Text Diff Checker

Compare two texts side by side and see additions and removals highlighted by line, word, or character. The diff runs in your browser — nothing is uploaded.

Runs 100% in your browser — nothing you enter leaves your device.

The diff updates as you type; inputs over 200,000 characters switch to the Compare button.

Result
Differences appear here — removed text in red, added text in green.
Added
Removed
Similarity

How to use

  1. Paste the earlier version into Original text on the left and the newer version into Changed text on the right. If you pasted them the wrong way round, Swap sides flips the two panes.
  2. Choose a granularity under Compare by — Lines, Words or Characters — and the result redraws the moment you switch.
  3. Tick Ignore whitespace or Ignore case when re-indentation or a change in capitalisation is noise you don’t want flagged as a real edit.
  4. Under 200,000 combined characters the comparison runs as you type; past that the live update pauses, and you press Compare (or Ctrl/Cmd+Enter) to run it on demand.
  5. Check the Added, Removed and Similarity stats below the result, then Copy or Download the marked-up text to drop into a commit message, ticket or email.

How it works

Before anything is compared, both sides are normalised: CRLF line endings become LF, and — if you asked for it — case is folded and runs of whitespace are collapsed. The cleaned text is then split into tokens according to the mode you picked (whole lines, whitespace-separated words, or single characters) and handed to the Myers algorithm, which finds the shortest edit script: the fewest deletions and insertions that rewrite the first token sequence into the second.

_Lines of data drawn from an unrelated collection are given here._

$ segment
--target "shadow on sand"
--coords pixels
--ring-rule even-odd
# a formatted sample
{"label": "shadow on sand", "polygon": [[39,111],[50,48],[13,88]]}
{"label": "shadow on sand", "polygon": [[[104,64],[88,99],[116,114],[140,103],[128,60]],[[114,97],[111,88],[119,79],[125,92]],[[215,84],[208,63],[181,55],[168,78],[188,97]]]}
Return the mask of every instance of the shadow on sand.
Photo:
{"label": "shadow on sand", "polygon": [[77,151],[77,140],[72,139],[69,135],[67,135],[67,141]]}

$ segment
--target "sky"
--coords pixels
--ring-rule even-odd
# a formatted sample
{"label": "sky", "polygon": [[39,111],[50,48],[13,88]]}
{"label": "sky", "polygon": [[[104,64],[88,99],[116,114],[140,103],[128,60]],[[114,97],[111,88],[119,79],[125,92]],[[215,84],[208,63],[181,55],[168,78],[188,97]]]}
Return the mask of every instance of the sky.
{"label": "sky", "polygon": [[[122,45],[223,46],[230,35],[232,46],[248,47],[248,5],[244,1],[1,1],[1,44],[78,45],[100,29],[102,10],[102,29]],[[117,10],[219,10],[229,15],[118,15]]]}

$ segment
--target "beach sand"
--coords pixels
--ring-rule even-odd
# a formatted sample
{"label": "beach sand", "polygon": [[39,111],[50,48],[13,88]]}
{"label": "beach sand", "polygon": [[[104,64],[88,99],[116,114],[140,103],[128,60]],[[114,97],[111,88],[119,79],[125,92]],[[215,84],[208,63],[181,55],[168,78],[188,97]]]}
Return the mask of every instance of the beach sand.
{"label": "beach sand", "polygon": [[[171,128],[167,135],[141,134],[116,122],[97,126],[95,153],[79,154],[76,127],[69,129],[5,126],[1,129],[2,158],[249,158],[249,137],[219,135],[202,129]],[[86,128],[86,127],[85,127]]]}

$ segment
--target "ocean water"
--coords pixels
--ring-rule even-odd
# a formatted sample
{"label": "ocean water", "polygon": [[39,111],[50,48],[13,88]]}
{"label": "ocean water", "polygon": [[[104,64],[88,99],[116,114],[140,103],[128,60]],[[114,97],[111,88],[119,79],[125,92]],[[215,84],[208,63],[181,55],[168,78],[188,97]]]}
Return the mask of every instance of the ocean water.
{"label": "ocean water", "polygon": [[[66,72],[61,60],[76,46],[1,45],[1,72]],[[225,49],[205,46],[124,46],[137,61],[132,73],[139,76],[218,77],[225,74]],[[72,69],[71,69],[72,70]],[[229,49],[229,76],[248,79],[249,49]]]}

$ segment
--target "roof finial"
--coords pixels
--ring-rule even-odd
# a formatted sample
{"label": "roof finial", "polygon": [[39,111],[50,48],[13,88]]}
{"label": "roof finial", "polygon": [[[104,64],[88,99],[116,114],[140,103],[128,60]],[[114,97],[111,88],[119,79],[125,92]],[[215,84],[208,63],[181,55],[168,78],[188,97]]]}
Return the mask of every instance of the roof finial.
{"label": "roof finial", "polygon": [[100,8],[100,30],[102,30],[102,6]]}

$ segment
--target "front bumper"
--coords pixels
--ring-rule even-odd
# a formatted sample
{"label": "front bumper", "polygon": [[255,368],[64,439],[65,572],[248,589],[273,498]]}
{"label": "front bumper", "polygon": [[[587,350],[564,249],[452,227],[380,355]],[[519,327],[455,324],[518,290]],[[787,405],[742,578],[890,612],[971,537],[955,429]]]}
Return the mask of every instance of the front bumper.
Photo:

Take three lines — alpha, beta, gamma — edited to alpha, gamma, delta. In line mode the shortest script keeps alpha, deletes beta, keeps gamma, and inserts delta. The output renders as:

  alpha
- beta
  gamma
+ delta

The stat row is arithmetic over those same tokens. Here one line was added and one removed, with two lines shared. Similarity is round(200 × common ÷ (added + removed + 2 × common)), so round(200 × 2 ÷ 6) gives 67%. That formula counts each shared token twice — once on each side — which keeps a symmetric percentage that doesn’t change when you swap the panes.

Use cases & limitations

Line mode carries most of the load: reviewing an edit before you commit it, spotting config drift between two .env files, or checking which lines a colleague touched in a document. Word mode reads far better for prose — a reworded sentence surfaces as a handful of changed words rather than one long red-then-green line. Character mode earns its place on short strings, catching a single transposed digit in a URL or an ID. Diffing two structured payloads is easier if you tidy them first: run each through the JSON formatter so keys line up predictably, then paste both here. For measuring the size of a rewrite rather than its shape, the word counter is the better companion, and the regex tester helps when you want to strip volatile fields before comparing.

The honest limitation is that a shortest edit script has no concept of moved text. Shift a paragraph from the top of a file to the bottom and the tool reports it as one deletion plus one insertion, not a relocation — the two versions are still equivalent, but the diff won’t say so. It is also a comparison, not a merge: there is no three-way reconciliation and no way to accept individual changes. Very large, very dissimilar inputs can hit the 1.5-second search cap in word or character mode, at which point the tool stops and points you to line mode, which tokenises far more coarsely.

Privacy note

Your text never leaves the device. The comparison runs in your browser, and the only network request the tool ever makes is a one-time fetch of its own diff engine — a small script bundled with this site, cached after the first run and carrying none of your input. Copy and Download build their output locally too, so even the exported patch stays on your machine. Watch the network tab while you compare a paragraph if you’d rather confirm that than take our word for it.

Frequently asked questions

Should I compare by lines, words, or characters?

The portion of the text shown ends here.